Ajeng memandang perempuan yang ia yakini telah memiliki tempat di hati mantan suaminya. Ia tersenyum. Terasa miris dalam hati saat matanya bersirobak dengan Deby. Tangannya kembali bermain di layar ponsel.
Deby tau perempuan yang duduk di samping Bisma adalah mantan istrinya. Hal itu tanpa sengaja ia ketahui saat mereka belanja di mall tempo hari. Bisma menceritakan sosok Ajeng dan perpisahan yang telah terjadi antara keduanya. Rasa bangga saat itu begitu membuncah di hati Deby, karena Bisma lebih memilih untuk bersamanya dan menemaninya sepanjang hari.
Rasa tak senang timbul dalam pikirannya melihat tingkah Bisma sepagian ini. Rasa curiga mulai meracuni pikirannya melihat Bisma yang berkali-kali melihat Ajeng saat ia sudah duduk di bangku VVIP undangan nara sumber seminar.
Saat Bisma berkata ingin mengakhiri hubungan mereka membuat Deby tidak rela. Ia tau, banyak rekannya yang masih lajang di kantor yang menyatakan ketertarikan pada atasan mereka. Apalagi sikap tegas dan pembawaannya yang tenang, membuat para lajang baik di instansi yang sama maupun beda instansi ingin mengenal Bisma lebih dekat.
Deby tak ingin usahanya mutasi dengan mengorbankan semua, bahkan harga dirinya agar terus di sisi Bisma menjadi sia-sia, karena ternyata bukan ia yang terpilih. Padahal menurut Bisma, dirinya lah perempuan terbaik yang ia kenal, sehingga ia melepas rumah tangga yang ia rasa tidak ada ketenangan dan rasa nyaman didalamnya.

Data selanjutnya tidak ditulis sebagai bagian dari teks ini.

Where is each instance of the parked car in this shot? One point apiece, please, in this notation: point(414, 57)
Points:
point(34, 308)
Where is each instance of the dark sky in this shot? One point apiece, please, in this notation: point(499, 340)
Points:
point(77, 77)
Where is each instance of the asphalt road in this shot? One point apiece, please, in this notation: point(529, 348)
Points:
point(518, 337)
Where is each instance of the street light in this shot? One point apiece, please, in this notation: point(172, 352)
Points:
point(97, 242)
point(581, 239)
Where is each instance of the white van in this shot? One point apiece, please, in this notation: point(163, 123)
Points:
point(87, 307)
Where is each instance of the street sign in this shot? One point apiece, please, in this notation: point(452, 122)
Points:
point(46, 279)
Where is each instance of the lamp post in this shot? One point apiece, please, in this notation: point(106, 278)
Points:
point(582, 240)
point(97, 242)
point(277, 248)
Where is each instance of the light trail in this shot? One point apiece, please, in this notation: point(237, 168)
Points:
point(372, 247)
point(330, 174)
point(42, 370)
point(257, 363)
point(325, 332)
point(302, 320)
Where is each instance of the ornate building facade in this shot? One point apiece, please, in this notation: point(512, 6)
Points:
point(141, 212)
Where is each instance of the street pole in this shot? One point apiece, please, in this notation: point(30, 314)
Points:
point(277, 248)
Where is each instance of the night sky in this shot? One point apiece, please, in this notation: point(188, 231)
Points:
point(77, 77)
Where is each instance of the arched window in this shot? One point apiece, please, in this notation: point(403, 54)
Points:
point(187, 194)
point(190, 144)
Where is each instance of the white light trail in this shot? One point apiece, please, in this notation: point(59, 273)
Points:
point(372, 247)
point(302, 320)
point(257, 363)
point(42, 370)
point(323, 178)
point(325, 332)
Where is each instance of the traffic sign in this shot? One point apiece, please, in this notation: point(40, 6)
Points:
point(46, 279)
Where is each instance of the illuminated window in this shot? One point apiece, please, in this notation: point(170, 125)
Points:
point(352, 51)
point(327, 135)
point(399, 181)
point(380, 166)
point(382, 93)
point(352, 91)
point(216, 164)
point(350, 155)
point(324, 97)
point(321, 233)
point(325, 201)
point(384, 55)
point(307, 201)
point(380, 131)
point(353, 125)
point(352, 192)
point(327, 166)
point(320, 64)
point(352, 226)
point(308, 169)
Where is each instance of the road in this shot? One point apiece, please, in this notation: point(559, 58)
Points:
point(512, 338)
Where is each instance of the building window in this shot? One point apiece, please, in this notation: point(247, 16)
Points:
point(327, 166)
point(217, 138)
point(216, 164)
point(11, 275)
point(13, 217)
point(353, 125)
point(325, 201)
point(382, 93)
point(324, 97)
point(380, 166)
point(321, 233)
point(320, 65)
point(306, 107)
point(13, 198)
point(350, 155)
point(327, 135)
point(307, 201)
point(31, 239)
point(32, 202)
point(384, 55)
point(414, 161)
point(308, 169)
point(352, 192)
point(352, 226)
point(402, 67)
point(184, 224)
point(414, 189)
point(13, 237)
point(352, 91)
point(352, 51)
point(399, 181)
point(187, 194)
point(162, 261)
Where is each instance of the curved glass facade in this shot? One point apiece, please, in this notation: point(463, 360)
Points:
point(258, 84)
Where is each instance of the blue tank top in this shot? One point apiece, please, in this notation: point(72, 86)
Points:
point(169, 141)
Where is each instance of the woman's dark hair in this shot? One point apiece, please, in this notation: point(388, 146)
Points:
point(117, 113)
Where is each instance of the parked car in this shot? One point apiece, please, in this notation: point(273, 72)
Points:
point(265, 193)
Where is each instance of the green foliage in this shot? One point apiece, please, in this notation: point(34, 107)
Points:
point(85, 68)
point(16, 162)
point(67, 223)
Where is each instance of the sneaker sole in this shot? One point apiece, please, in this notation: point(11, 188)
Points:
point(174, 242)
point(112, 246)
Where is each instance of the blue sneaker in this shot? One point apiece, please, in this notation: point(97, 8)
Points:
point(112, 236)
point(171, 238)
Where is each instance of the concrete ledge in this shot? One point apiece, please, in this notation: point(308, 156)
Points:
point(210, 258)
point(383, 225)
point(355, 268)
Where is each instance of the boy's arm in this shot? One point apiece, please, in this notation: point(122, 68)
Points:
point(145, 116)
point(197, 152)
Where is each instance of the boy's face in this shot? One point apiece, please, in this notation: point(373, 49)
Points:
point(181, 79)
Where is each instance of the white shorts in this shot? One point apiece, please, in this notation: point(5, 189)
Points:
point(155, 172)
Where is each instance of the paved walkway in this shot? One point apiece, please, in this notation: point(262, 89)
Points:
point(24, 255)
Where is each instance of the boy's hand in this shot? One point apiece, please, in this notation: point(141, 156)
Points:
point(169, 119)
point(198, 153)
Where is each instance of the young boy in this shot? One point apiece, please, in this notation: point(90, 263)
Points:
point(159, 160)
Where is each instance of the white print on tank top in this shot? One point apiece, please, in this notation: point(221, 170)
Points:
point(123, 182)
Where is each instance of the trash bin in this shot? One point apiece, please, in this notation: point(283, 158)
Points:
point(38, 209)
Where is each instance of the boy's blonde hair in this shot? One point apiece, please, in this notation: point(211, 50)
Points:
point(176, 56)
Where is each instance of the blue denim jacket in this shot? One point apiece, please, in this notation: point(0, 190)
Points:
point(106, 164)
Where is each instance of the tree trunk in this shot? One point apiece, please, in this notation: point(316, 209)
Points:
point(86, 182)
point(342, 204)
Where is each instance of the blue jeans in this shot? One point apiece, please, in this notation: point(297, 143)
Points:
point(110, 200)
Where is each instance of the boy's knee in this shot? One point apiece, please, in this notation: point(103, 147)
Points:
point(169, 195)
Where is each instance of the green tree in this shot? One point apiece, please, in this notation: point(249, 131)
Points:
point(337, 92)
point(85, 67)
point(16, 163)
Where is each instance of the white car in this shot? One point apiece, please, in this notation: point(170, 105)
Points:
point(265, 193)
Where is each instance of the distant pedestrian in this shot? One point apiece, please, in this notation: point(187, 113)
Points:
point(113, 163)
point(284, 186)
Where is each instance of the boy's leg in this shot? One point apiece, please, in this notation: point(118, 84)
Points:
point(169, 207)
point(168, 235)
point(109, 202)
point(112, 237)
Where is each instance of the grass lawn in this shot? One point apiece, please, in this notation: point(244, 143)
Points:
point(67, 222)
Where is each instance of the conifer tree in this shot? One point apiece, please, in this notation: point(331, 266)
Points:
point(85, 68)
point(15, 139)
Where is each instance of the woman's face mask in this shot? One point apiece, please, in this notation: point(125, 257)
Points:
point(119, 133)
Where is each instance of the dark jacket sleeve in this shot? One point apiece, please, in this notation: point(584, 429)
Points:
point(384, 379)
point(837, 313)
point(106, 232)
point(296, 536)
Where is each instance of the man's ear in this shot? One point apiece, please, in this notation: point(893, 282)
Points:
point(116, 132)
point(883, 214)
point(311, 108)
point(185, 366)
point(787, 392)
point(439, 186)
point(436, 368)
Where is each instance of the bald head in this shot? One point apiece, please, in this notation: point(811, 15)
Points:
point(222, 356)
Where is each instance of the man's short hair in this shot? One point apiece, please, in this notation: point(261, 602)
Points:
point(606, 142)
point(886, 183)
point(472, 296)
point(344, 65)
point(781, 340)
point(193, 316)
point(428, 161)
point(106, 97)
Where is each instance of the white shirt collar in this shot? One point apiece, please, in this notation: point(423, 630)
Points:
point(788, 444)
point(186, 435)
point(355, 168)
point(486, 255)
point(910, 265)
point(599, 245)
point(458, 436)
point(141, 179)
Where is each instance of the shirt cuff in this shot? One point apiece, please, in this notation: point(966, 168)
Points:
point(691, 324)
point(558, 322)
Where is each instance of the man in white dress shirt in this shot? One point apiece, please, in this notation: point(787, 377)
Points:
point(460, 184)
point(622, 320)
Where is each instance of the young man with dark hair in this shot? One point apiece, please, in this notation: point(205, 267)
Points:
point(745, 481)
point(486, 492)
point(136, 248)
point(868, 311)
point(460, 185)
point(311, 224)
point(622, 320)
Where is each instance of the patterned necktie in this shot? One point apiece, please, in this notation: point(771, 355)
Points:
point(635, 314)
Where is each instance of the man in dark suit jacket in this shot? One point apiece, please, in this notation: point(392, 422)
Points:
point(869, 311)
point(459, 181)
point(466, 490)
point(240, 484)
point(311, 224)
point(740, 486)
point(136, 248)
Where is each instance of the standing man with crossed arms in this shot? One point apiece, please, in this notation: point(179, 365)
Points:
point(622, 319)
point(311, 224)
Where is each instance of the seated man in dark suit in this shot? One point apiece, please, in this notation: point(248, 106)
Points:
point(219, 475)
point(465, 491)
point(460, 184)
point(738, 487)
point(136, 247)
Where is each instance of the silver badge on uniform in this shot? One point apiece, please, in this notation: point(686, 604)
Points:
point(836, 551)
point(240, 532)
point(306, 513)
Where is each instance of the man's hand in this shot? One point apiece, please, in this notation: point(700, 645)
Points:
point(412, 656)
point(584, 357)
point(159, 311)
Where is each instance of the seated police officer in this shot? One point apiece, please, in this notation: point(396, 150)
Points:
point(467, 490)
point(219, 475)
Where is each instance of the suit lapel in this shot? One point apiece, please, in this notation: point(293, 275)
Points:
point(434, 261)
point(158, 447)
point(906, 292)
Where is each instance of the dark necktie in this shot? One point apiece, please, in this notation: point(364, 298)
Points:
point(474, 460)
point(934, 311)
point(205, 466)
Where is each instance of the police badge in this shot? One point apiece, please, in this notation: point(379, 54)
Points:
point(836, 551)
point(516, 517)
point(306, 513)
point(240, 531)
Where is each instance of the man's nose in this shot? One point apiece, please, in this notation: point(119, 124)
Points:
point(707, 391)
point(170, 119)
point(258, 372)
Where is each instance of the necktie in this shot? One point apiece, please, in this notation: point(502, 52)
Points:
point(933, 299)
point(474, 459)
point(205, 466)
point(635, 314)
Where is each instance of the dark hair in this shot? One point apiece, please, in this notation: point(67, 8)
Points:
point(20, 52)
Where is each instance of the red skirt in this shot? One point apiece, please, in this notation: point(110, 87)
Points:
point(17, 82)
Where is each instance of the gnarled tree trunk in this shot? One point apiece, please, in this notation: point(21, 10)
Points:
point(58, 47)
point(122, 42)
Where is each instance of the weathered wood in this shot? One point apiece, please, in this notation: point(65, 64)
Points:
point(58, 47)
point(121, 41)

Melihat sikap dingin Bisma membuat Deby melangkah tak bersemangat menuju podium. Sebagai MC tuan rumah, ia harus memberikan penampilan terbaiknya agar semua mata fokus dan kagum padanya.
Tak bisa Ajeng pungkiri, perempuan yang kini telah merampas posisinya di hati Bisma memang memiliki pesona luar biasa. Suaranya yang lembut dan bening mampu menghipnotis para audiens yang berada di dalam ballroom hotel.
Ajeng dapat melihat semua mata terfokus pada podium saat Deby mulai memandu acara dengan membacakan susunan kegiatan yang akan mereka lalui seharian ini.
Saat ia memandang ke samping, Bisma juga menatapnya dengan lekat. Ajeng langsung membuang muka. Ia membenci tatapan itu. Ia tak ingin merasakan terluka untuk kesekian kali atas sikap dingin Bisma.
“Tak bisakah kita berbicara sebagai teman?” suara bariton Bisma kembali terdengar dengan pandangan yang masih lurus padanya, “Aku ingin komunikasi kita tetap jalan demi tumbuh kembang Lala.”